Chair: Dr. Hamdy Ibrahim

Abstract:

Biodegradable materials have garnered significant interest over the past decades as alternatives to non-degradable implant materials used in osteosynthesis surgeries. Among these, magnesium and its alloys have emerged as promising candidates due to their favorable mechanical properties and biocompatibility. However, the high degradation rate of magnesium in aqueous environments remains a major limitation to its broader application.

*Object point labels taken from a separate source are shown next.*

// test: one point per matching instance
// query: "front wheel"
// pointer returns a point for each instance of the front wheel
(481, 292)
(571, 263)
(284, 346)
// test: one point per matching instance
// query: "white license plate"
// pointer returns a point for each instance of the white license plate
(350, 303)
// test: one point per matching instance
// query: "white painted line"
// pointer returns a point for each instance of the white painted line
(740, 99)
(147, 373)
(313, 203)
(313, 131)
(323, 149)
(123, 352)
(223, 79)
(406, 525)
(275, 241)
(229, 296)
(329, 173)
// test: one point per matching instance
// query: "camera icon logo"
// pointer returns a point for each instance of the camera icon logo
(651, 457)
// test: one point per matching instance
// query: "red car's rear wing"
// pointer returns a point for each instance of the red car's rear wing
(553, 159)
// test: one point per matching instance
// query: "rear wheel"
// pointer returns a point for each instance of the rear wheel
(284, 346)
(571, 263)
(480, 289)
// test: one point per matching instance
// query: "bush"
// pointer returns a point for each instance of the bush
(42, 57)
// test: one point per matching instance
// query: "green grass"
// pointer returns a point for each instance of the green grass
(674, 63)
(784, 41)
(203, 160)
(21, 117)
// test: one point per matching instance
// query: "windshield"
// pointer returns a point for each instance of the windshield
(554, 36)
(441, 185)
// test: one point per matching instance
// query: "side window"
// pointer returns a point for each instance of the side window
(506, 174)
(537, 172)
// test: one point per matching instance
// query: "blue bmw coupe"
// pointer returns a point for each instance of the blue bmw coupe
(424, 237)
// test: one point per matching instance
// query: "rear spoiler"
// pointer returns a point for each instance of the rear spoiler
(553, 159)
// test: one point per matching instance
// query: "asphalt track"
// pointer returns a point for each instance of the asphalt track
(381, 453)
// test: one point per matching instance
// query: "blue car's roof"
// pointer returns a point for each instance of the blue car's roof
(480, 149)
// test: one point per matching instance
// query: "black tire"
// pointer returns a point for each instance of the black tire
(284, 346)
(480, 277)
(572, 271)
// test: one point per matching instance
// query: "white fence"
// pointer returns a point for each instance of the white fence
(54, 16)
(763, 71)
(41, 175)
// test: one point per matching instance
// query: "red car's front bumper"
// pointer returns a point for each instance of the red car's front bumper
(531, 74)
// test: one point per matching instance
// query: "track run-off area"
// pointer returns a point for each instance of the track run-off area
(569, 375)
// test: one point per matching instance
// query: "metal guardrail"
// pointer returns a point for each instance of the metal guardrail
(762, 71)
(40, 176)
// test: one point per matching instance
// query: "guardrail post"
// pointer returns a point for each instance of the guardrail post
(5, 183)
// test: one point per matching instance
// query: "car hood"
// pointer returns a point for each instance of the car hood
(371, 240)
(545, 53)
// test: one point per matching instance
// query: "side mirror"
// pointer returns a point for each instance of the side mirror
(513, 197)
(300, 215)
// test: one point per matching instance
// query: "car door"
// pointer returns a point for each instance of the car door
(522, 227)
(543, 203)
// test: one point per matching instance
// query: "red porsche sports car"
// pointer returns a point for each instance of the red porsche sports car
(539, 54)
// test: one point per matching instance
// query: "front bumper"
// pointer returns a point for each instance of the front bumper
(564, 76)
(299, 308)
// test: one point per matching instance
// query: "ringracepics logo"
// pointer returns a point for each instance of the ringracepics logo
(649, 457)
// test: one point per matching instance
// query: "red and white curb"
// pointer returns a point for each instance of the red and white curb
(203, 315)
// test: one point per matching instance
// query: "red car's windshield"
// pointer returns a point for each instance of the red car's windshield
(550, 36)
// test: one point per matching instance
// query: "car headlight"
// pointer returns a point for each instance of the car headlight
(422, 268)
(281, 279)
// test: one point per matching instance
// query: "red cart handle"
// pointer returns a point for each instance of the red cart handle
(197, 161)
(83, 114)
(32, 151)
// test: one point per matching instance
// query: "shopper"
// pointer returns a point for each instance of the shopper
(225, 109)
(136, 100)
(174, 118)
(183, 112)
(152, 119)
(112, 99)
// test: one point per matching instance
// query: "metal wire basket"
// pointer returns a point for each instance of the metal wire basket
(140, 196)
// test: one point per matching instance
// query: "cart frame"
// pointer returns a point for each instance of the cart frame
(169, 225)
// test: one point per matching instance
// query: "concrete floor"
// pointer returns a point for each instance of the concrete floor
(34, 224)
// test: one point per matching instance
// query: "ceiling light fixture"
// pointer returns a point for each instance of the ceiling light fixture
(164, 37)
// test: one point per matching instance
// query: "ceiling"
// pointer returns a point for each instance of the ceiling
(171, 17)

To address this challenge, recent research has focused on tailoring the corrosion behavior of magnesium using alloying, coatings, and various fabrication processes to suit specific clinical needs. In this work, we explore two distinct approaches to enhance the performance of magnesium-based implants. The first approach involves the use of powder metallurgy to incorporate nanoparticles into magnesium alloy powders and investigate their impact on key performance properties. The second novel approach focuses on systematically examining the influence of different coating parameters for a hybrid micro-arc oxidation (MAO) and sol-gel coating process to gain a deeper understanding of the factors’ role in achieving desirable implant characteristics. Additionally, we present an innovative machine learning (ML) model developed to predict the corrosion behavior of MAO-coated magnesium. This model, applied for the first time to deal with the very complex corrosion behavior of magnesium-based systems, utilizes key process parameters as predictors. Such an ML approach is expected to minimize material usage and reduce experimental time when predicting the corrosion behavior of MAO-coated magnesium materials.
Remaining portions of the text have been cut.